Von Vincenzo Delle Donne Rom. Der italienische Tifoso ist dieser Tage gefangen in einer Atmosphäre zwischen Hoffen und Bangen.

Von Vincenzo Delle Donne

Rom. Der italienische Tifoso ist dieser Tage gefangen in einer Atmosphäre zwischen Hoffen und Bangen. Natürlich hofft er, dass seine Nationalmannschaft heute (13.30 Uhr, live im ZDF) Mexiko schlägt und damit ins WM-Achtelfinale einzieht. Er befürchtet aber auch, dass Giovanni Trapattonis Truppe ein weiteres prominentes Opfer des Favoritensterbens in Fernost werden könnte. Muss nach Frankreich und Argentinien auch Italien vorzeitig nach Hause reisen? Die Verärgerung über die Niederlage gegen Kroatien lähmt die Fans. „Auf dieser Weltmeisterschaft lastet ein unsäglicher Fluch“, sagt Italo Cucci, der Chefredakteur der Sporttageszeitung „Corriere dello Sport“. Wenn Italien heute nicht siegt und zur selben Zeit Kroatien die abgeschlagenen Ekuadorianer bezwingt, ist der dreimalige Weltmeister ausgeschieden.

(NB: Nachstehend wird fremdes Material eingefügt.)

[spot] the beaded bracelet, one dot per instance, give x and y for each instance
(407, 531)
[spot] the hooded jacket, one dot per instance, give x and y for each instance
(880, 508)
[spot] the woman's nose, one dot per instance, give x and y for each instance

In der allgemeinen Kritik nach dem 1:2 am Samstag gegen die Kroaten wurde Trainer Trapattoni genauso hart attackiert wie der italienische Fußballverband. Allgemein wurde beklagt, dass die italienische Delegation führungslos durch Ostasien irre und im Ensemble der Fußballmächtigen keine Stimme mehr habe. Franco Sensi, Präsident des AS Rom, schob die schmerzliche Niederlage gar auf den Machtverlust des italienischen Fußballs: „Ohne die Politik im Rücken gewinnt man keine Spiele“, sagte Sensi. Die italienische Abordnung beim Kongress des Weltverbandes Fifa habe vor zwei Wochen einen schweren Fehler begangen: Sie stellte sich bei der Wahl des Fifa-Präsidenten offen gegen den Amtsinhaber Joseph Blatter. Verbandspräsident Franco Carraro, der sich das Spiel gegen Kroatien aufgrund anderweitiger beruflicher Verpflichtungen via Fernsehen in Rom angesehen hatte, eilte sofort nach Japan. „Aber wenn wir gegen Mexiko nicht gewinnen, sind wir halt nur Mittelmaß und haben ein Weiterkommen nicht verdient“, sagt Carraro.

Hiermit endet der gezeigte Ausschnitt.